Pemkot Langgar Hak Asasi Manusia
Apa dasar pemkot melarang? Harus ada dasar hukumnya.” A. ZAKARIA Anggota Komisi B DPRD Surabaya
SURABAYA – Pengusiran atlet hoki Jatim di Lapangan Hoki Dharmawangsa memunculkan reaksi dari dewan. Mereka menganggap larangan pemakaian lapangan milik pemkot itu tidak berdasar karena aturan mengenai penggunaan belum ada. ”Apa dasar pemkot melarang? Harus ada dasar hukumnya,” ujar anggota Komisi B DPRD Surabaya Achmad Zakaria kemarin (23/6).
Penggunaan lapangan itu sebelumnya diatur melalui revisi Perda Nomor 2 Tahun 2013 tentang Retribusi Kekayaan Daerah. Setelah dua tahun lapangan hoki itu dibangun, perda tersebut semestinya direvisi. Namun, hal itu tidak kunjung dilakukan.
Tanpa aturan yang jelas, masyarakat dari kota mana pun seharusnya bisa menggunakan fasilitas olahraga itu secara gratis. Kenyataannya, lapangan hoki yang dibangun dengan anggaran Rp 21 miliar tersebut lebih sering menganggur karena dispora hanya mengizinkan lapangan itu digunakan warga Surabaya.
Gara-gara hal tersebut, Federasi Hoki Indonesia (FHI) Jatim mengeluarkan rekomendasi terbatas pada pergelaran Piala Wali Kota Surabaya
Yang boleh ikut ajang itu hanya klub dari Surabaya. Klub dari kota lain bakal terkena sanksi jika ikut acara tersebut.
Zakaria miris melihat konflik yang terjadi itu. Melarang atlet Jatim berlatih di lapangan milik pemkot sama dengan melarang warga Sidoarjo naik Suroboyo Bus atau tidak memperbolehkan warga Gresik parkir di Park and Ride Mayjen Sungkono. Kebijakan itu dianggap sebagai diskriminasi KTP. ”Pemerintah daerah tidak boleh mengavling fasilitas publiknya begitu,” jelas politikus PKS tersebut.
Dia menawarkan solusi agar pemkot membuat perwakilan wali kota (perwali). Sebab, pembuatan perda bakal memakan waktu panjang. Apalagi, pembahasan perda itu belum ada sama sekali hingga kini. Dalam perwali tersebut, pemkot bisa mengatur proses perizinan pemakaian lapangan. Isinya meliputi jam operasional lapangan, kepada siapa perizinan sewa diurus, dan bagaimana prosesnya. ”Selama belum ada perdanya, tidak boleh memungut retribusi. Tapi, perwali ini penting untuk menyudahi polemik yang ada,” jelasnya.

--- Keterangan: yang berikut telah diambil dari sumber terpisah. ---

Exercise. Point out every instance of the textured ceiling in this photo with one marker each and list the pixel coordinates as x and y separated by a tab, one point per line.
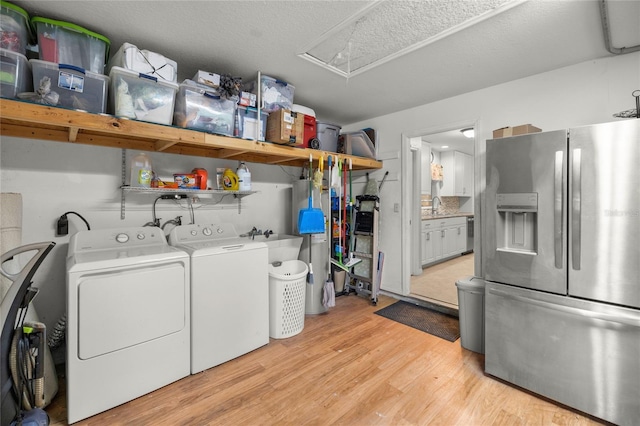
242	37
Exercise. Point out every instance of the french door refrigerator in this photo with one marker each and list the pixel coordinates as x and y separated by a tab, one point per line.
561	257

Ketua FHI Jatim Michael Donnie Gunawan menegaskan tidak akan mencabut rekomendasi yang dirinya buat Jumat lalu (22/6). Dengan begitu, kompetisi hoki di Surabaya sudah pasti tidak akan diikuti klub dari daerah lain. Menurut dia, hal itu dilakukan karena pemkot mendiskriminasi atlet dari daerah lain. ”Itu yang saya komplain. Tapi, akhirnya lapangan digembok sama Edi (Kabid Sarpras Dispora Surabaya, Red),” ujarnya.
Donnie menganggap pemkot telah melanggar Piagam Olimpiade atau Olympic Charter. Dalam salah satu poinnya disebutkan bahwa berlatih olahraga adalah hak asasi manusia. Hak dan kebebasan berolahraga harus dijamin tanpa diskriminasi atas dasar apa pun seperti jenis kelamin, ras, warna kulit, bahasa, agama, politik, asal kebangsaan atau sosial, properti, kelahiran, atau status lainnya.
Kepala Dispora Surabaya Afghani Wardana belum bisa dikonfirmasi terkait masalah itu. Pesan singkat yang dikirim Jawa Pos tidak dibalas, berkali-kali ditelepon juga tidak diangkat.